Sep 30

…and a young man enters.

Tag: Best Stuff, AmbulanceKal @ 9:04 pm

Part II of “We open on a room…”
“25YOM, septicaemia, will need a stretcher”,

25 year old males rarely find themselves so acutely ill that they can’t walk.

It happens, granted, but it’s rare.

We’re growling, hackles sky ward, at the direction from whoever’s booked this call that he’ll “need a stretcher”.

I have five ways of moving prone people: two stretchers, a trolley, a canvas and a vacuum mattress, not to mention a bewildering series of bondage-esque lifting and moving harnesses, sheets, handles and cushions.

He’ll need a stretcher to get out of the house will he?

Jolly dee.

Which one would you recommend?

At the front door of a well kept Georgian town house, we’re met by a woman in her sixties, slate grey hair brushed time and again out of her eyes, no make up this morning,  one earring swings at a lopsided angle, shoved in any old way.

“He’s through there.”

Unshaved and apparently wearing the clothes he slept in, the young man sways across the floor towards us.  His gait so languid and deviant his hips seem to climb to his shoulders with each spastic, shuffling stride.  I wouldn’t startle to hear him mumble about my braaaains
Instead he has his own lines.

“Ohhhh….fffffuck…..fuckfuckfuckfuck.”

Whatever’s going on, he certainly looks uncomfortable, but the swearing seems to be for our benefit.  Like a kid with a new toy, insistently shaking it in the face of a visitor to the house.

His mother sighs as he hirples past us through the front door, glancing at my partner to see if we’re impressed by his spectacle.

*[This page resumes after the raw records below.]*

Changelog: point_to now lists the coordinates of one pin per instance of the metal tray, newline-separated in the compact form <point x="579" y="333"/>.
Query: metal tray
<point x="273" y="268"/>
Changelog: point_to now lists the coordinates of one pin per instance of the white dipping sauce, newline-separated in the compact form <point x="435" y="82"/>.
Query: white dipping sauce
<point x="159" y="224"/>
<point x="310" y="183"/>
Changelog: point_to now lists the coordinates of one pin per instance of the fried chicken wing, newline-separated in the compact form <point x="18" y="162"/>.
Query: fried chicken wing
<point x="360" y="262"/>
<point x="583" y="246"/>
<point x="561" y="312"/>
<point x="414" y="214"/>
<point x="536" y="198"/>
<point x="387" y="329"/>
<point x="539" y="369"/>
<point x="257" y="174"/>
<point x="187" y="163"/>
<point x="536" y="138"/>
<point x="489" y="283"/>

He’s clearly not interested in talking, just as long as we all see how terribly ill he is.

His mum, my partner and I follow him down the house steps to the back of the vehicle, where he loiters like a fart in a lift.

My frustrations at his total absence of manners aside, I’m pleased to see that he’s alert and pink, breathing and walking with ease (“needs a stretcher” my ass).

In the grossly septic patient I’d be concerned about shock or at least dehydration, with a casual eye for rocketing temperatures that send people a wee bit loopy.

He has none of these.

In fact, other than being a little shabby and gasping like a steam kettle at climax whenever he walks, he doesn’t appear all that unwell.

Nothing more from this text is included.